Though this passion remains intact, it has evolved over the decades, to the point various aspects of Japanese culture are discovered in French society nowadays. In particular, past admiration for ukiyo-e prints has transformed into love for a descendant medium: manga.

“France’s attraction to Japan can be observed daily,” says Julien Bouvard, a university lecturer in language and contemporary Japanese civilization. “Today, when you enter a school or a library, you can find manga everywhere. There has been a real change compared to previous years. France is the second-largest paper manga market in the world.”

Whether it’s in Paris or other regions of France, schools for illustrators and expositions dedicated to Japanese pop culture continue to emerge. Through architecture, fashion, culinary arts, and even sports, many aspects of Japanese culture are tantalizing to a large portion of France’s population.

“In the past, people had a binary perception of Japan,” says Emil Pacha Valencia, editor-in-chief of French magazine Tempura, which covers contemporary Japanese society. “On one side, there was the traditional imagery associated with the Edo Period (1603-1868), and on the other side, there was a popular culture lens, associated with manga, anime or J-pop. There wasn’t much in between; people didn’t really approach contemporary Japanese society.”

How things have changed.

Japanmania has reached the average French person, as evidenced by the growing number of students learning Japanese; in 1960, 41 students were in attendance for Japan-related classes in France according to the Inalco (National Institute for Oriental Languages and Civilizations). Bouvard believes the number of students attending those classes reached 5,000 in 2020 and has been stable ever since.

“If you look at the attendance in my classes, you can see a real evolution,” Bouvard says. “Back then, the students in attendance were mostly men interested in martial arts. There has been a diversification of genders, with as many or even more women attending the classes nowadays. There is also more social diversity.”
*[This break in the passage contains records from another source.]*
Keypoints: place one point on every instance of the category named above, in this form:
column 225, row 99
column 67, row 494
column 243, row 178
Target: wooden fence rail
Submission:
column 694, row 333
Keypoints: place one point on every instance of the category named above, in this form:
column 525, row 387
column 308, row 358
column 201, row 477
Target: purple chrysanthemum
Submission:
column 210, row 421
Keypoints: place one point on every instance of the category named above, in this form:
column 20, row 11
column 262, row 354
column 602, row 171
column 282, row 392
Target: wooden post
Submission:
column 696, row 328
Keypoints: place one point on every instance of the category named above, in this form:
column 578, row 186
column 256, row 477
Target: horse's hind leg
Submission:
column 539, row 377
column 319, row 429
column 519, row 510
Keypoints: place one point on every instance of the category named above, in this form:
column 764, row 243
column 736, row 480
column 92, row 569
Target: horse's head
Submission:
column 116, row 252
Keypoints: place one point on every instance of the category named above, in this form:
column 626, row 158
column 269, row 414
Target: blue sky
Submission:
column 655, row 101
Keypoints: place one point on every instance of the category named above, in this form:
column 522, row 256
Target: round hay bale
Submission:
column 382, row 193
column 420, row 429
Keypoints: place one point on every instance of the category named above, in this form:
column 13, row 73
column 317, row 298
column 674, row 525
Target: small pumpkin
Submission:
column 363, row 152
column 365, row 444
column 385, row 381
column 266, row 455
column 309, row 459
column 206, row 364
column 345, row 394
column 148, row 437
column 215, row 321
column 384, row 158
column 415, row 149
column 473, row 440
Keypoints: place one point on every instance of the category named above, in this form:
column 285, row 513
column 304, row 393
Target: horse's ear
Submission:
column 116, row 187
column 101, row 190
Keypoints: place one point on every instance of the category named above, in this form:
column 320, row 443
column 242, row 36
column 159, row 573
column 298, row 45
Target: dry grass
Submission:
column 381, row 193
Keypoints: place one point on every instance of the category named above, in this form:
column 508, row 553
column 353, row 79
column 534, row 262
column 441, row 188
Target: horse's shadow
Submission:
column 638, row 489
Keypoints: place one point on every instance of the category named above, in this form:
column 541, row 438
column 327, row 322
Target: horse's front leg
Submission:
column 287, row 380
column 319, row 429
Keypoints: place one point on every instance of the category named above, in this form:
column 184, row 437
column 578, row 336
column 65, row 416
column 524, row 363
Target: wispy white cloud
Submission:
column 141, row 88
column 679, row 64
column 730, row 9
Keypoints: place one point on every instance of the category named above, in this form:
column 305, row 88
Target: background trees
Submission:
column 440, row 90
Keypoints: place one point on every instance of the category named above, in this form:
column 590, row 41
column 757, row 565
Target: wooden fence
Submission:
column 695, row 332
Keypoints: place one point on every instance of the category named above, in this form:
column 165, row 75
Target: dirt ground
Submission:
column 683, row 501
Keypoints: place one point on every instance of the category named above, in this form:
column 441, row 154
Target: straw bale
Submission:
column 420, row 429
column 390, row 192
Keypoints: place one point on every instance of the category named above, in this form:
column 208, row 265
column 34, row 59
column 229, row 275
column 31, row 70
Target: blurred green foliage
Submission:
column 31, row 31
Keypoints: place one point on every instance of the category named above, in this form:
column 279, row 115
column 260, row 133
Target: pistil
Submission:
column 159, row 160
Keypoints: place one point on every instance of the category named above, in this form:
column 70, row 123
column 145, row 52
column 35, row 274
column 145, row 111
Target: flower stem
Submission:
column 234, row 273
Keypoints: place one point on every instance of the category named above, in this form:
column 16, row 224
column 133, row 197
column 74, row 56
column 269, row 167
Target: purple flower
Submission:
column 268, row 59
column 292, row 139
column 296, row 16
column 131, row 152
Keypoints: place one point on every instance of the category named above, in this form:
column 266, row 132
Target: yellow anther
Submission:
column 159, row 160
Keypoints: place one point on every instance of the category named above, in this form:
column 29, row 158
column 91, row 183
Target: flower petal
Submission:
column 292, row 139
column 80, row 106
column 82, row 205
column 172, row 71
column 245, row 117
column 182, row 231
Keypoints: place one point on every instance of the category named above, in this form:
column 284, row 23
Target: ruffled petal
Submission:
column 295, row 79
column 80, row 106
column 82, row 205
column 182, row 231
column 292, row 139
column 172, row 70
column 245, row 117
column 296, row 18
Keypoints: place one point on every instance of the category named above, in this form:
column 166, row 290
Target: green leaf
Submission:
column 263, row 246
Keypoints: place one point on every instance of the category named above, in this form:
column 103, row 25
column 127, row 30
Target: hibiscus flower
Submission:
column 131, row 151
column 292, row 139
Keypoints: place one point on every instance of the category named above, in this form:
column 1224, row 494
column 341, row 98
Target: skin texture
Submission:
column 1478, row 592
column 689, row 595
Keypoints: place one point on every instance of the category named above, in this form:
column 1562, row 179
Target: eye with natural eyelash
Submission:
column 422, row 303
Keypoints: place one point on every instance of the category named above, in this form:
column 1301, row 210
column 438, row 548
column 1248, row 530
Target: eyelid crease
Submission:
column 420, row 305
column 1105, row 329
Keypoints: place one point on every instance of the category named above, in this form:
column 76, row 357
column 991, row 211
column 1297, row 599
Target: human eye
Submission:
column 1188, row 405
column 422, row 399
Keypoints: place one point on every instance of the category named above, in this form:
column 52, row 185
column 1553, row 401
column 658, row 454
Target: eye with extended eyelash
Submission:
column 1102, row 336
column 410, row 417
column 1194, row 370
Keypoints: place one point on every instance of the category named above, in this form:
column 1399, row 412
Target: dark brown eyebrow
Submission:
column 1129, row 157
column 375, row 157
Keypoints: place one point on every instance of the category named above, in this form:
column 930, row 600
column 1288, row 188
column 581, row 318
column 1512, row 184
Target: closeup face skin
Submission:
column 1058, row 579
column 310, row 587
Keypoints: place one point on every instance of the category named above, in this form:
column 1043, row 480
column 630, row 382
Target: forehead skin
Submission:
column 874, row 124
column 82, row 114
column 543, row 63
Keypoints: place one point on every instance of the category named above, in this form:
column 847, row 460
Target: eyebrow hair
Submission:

At Jean-Moulin Lyon 3 University, where Julien Bouvard teaches, Japanese is the second most popular language for students choosing a language course after English. The number of French students learning Japanese even surpasses those studying other languages like German or Italian in the symbolic European capital — which plans to open a European Museum of Manga and Anime by 2025.

Until then, Japan Expo and similar conventions are more than enough for France’s growing number of Japanophiles.

“I have to admit that without anime, I probably wouldn’t care to discover the Japanese language and Japanese culture as much as I do now,” says Jerome, a Japan Expo attendee. “It begins to feel like a familiar country.”